Our study showed that females are more than three times as likely to be FP as compared to males; 30% of males are FP versus 60% of females (OR 3.4, 95% CI 0.5–25, p = 0.2). This is consistent with the finding of the report by Diamond et al., but the figures are not statistically significant. Absence of a TZ was found more often in FP (40%) than TP (33%) patients, although again no statistical association was found. Vomiting was found more often in TP rather than in FP patients (OR 2.3, 95% CI 0.5–12, p = 0.4). Forty-four per cent of children without vomiting were FP versus 25% of children with vomiting (OR 0.4, 95% CI 0.1–2.2, p = 0.3). The low OR suggests a lower chance of FP with vomiting and provides some support to the findings of the report. Our study showed no significant association between another radiological finding and an FP enema result.

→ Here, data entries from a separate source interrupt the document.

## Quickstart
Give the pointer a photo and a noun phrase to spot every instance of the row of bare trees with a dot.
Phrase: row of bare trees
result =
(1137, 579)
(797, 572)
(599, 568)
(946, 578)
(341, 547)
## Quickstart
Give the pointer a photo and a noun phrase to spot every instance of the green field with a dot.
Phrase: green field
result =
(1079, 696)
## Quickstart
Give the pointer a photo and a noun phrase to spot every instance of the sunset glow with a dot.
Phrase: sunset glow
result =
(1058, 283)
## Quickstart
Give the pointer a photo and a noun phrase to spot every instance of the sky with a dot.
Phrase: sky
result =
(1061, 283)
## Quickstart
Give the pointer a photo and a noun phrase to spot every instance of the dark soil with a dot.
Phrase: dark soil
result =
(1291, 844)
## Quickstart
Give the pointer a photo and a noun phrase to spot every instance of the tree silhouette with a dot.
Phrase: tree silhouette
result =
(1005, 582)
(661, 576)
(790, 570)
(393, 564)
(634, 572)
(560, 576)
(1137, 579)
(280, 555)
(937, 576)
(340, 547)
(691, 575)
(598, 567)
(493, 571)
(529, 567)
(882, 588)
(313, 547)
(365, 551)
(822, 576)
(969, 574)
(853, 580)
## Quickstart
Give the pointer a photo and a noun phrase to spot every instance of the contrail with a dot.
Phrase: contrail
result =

According to our study, age above 30 days is an indication of an FP enema result, which contradicts the finding of the report by Diamond et al. There was only one reported case of delayed passage of meconium in our study, so no comparison could be made concerning this feature.

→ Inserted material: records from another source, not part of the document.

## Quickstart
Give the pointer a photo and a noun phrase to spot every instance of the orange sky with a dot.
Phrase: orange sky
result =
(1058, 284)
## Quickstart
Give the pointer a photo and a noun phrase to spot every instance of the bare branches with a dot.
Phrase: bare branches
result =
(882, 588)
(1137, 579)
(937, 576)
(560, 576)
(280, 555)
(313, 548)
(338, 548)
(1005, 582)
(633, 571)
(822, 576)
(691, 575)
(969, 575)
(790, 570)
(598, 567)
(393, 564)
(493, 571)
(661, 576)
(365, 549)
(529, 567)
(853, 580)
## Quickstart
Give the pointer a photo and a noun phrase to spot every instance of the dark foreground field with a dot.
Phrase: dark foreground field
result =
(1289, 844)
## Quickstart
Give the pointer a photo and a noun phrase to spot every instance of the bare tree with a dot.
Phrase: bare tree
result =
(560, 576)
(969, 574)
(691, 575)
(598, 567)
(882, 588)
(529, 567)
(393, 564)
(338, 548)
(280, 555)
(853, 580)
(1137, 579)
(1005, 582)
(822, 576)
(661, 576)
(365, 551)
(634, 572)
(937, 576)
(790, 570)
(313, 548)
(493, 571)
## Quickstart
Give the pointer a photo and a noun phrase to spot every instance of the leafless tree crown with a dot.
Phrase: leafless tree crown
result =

Factors associated with a TP result in our study include age less than 30 days, male sex and children presenting with vomiting (Table 4). No statistical significance was demonstrated with any of these factors, but the high OR values (OR 7.2, 95% CI 0.7–69.4, p = 0.1; OR 3.4, 95% CI 0.5–25.3, p = 0.3 and OR 2.3, 95% CI 0.5–12, p = 0.4, respectively) suggest an association.

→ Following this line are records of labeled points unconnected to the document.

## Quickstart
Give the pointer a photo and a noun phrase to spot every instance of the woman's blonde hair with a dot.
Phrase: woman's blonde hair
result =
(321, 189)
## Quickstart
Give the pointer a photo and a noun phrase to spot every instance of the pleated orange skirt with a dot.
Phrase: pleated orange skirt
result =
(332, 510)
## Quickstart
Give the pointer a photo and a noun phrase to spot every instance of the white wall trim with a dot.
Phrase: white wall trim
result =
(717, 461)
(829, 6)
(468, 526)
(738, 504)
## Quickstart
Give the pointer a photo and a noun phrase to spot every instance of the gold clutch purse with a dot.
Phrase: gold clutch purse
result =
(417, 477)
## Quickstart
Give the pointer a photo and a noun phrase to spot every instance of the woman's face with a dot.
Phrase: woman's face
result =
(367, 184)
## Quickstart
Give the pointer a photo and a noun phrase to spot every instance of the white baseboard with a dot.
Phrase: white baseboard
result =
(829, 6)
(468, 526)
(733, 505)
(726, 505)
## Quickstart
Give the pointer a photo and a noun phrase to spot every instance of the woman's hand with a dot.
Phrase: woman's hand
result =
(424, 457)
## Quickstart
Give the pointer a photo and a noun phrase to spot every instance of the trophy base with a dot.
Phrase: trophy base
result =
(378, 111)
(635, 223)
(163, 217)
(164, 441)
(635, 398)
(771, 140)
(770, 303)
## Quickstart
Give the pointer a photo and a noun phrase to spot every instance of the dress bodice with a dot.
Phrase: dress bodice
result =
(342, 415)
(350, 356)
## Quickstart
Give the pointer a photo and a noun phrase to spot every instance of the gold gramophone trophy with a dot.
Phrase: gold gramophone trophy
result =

TABLE 4: Risk factors associated with true-positives. |
Lastly, a note about ARM. This is a non-invasive diagnostic test, easy to perform in children older than 1 year and has often been suggested as an ideal screening tool.2 A study by de Lorijn et al. concluded that it is slightly more sensitive (83% vs. 76%), although less specific (93% vs. 97%) than contrast enemas.4 Unfortunately, the costs involved preclude its implementation in our institution.
Limitations
The study is limited to a certain age group. The correct histopathological diagnosis is dependent on the technique of rectal biopsy. Radiological interpretation is dependent on the degree of experience of the interpreting radiologist, as well as the study technique and quality of images, which are in turn influenced by the degree of experience of the performing radiologists who in certain instances were junior trainees. Patient factors such as lack of co-operation as can be seen with younger patients may also influence the quality of the study or images. The sample size is reduced.
Conclusion
The contrast enema remains useful as a screening test for HD. Results of this South African tertiary referral hospital were consistent with the best international results for sensitivity of the contrast enema (approximately 80% – 88% in excluding the disease). However, full-thickness rectal biopsy remains the gold standard for diagnosis of HD.
Acknowledgements
The authors would like to thank Catherine Connolly for her assistance with data analysis and Dr Matthew Goodier for his assistance with data analysis and suggested revisions for this article.
Competing interests
The authors declare that they have no financial or personal relationships that may have inappropriately influenced them in writing this article.
Authors’ contributions
M.S.M. performed literature review, prepared research proposal protocol for ethics board approval, gathered data for analysis, and prepared the primary write-up of the research manuscript. H.M. was the co-investigator of the research project, assisted with data collection for analysis and helped with manuscript editing. V.d.P. supervised the research project and helped with the manuscript editing.